Twenty-two states already mandate COVID vaccinations for health care workers; 6 states explicitly ban them, according to the National Academy for State Health Policy.
Ten GOP-led states challenging the HHS mandate warn of “disastrous consequences” for health systems in rural areas with potential for widespread job losses over workers refusing to get the shot. “That’s quite the opposite of promoting patients’ ‘health and safety,’” they write in court documents.
The government argues vaccination will alleviate staff shortages by making it less likely health care workers contract the virus and get sidelined to recover.
In a separate case, the justices will also review an Occupational Safety and Health Administration (OSHA) rule requiring private American businesses with 100 or more employees verify vaccinations or conduct weekly testing to ensure workplace safety starting next month.
“Unvaccinated employees face a ‘grave danger’ from workplace exposure,” the agency tells the court, quoting from the federal law it says authorizes the mandate. “The standard will save over 6,500 worker lives and prevent over 250,000 hospitalizations over the course of six month.”
The U.S. continues to average more new cases per day than at any other point in the pandemic, federal data shows.
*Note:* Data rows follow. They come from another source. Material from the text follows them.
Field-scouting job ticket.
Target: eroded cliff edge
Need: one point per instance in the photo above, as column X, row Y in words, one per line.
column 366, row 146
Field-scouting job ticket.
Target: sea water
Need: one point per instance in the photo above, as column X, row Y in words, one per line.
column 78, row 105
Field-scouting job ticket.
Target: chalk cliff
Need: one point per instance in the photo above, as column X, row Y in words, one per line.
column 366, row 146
Opponents call the requirement hastily-conceived and an “historically unprecedented administrative command” not authorized by Congress. They also warn of “irreparable harm” to businesses still recovering from the pandemic.
“Small business owners depend on the freedom to make decisions for their businesses and are managing several challenges right now such as the labor shortage supply chain disruptions,” said Karen Harned, executive director of the National Federation of Independent Business legal center, which is challenging the rule. “This mandate will only exacerbate those issues and make it harder for small business owners. OSHA does not have the emergency authority to regulate American workers under such a mandate.”
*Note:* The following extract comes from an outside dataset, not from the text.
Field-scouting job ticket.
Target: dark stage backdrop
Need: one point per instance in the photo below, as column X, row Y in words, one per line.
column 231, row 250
They also argue that COVID-19 is not unique to the workplace or a “grave danger,” despite more than 828,000 deaths attributed to the virus in the U.S.
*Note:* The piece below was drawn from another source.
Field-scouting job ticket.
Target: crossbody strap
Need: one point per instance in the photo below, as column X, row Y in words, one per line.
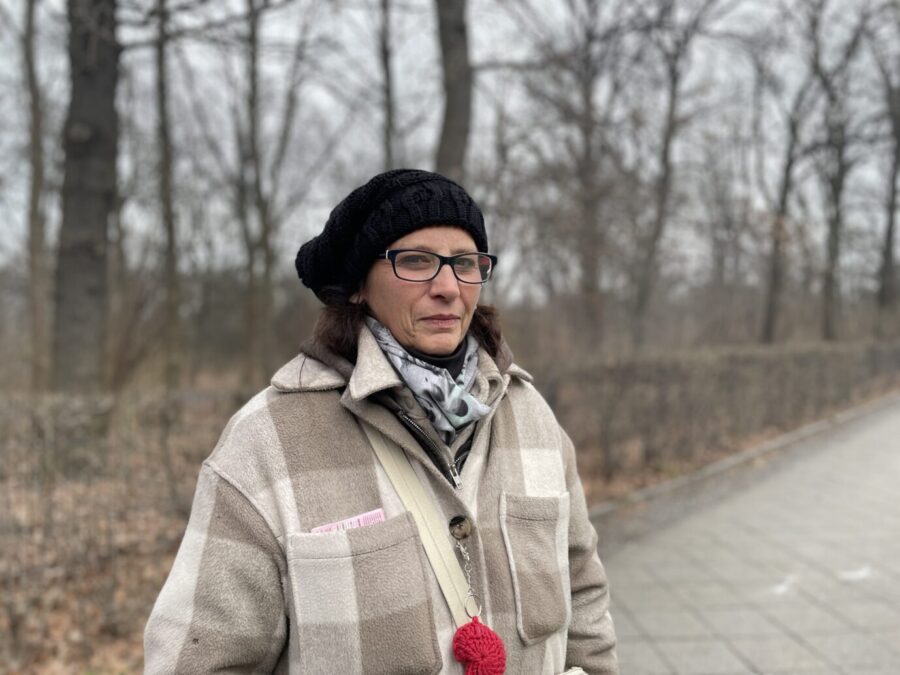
column 432, row 528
“Why those are certainly tragic numbers is that a lot of that is preventable,” said Dr. Georges Benjamin, executive director of the American Public Health Association. “They’re some of the safest vaccines, and most studied vaccines that we have today, and they’re highly effective.”
The Sixth Circuit Court of Appeals in December upheld the OSHA rule as lawful. The Biden administration says employers must enforce masking among unvaccinated employees starting Jan. 10; proof of vaccination or testing compliance begins Feb. 9.
No state currently has a vaccination-or-test rule for private employers, but 18 states have set the policy for state employees, according to NASHP.
Americans remain divided on the vaccine-or-test policy for employers and mandate for health workers at Medicare or Medicaid facilities. Six in 10 said they support the administration’s rules in a CNN poll last month, a finding that mirrors a Gallup survey earlier in the fall.
The conservative-majority Supreme Court has rendered mixed decisions on contested government COVID policies over the past year. In August, a majority of justices effectively struck down the CDC’s eviction moratorium as exceeding agency authority; they also repeatedly ruled against state public health restrictions on religious gatherings and capacity limits at churches.
But the high court has also shown deference to state and federal officials trying to respond to the pandemic, rebuffing a challenge to New York State’s vaccination mandate for health workers and denying student and parent appeals of school and university vaccination or testing requirements.
The cases before the court Friday are technically emergency applications for immediate — but temporary — relief, not final judgements on the merits of the mandates, which are still being litigated in lower courts.
A decision from the justices is expected in days or weeks, rather than months, given the expedited nature of the case and the ongoing public health emergency.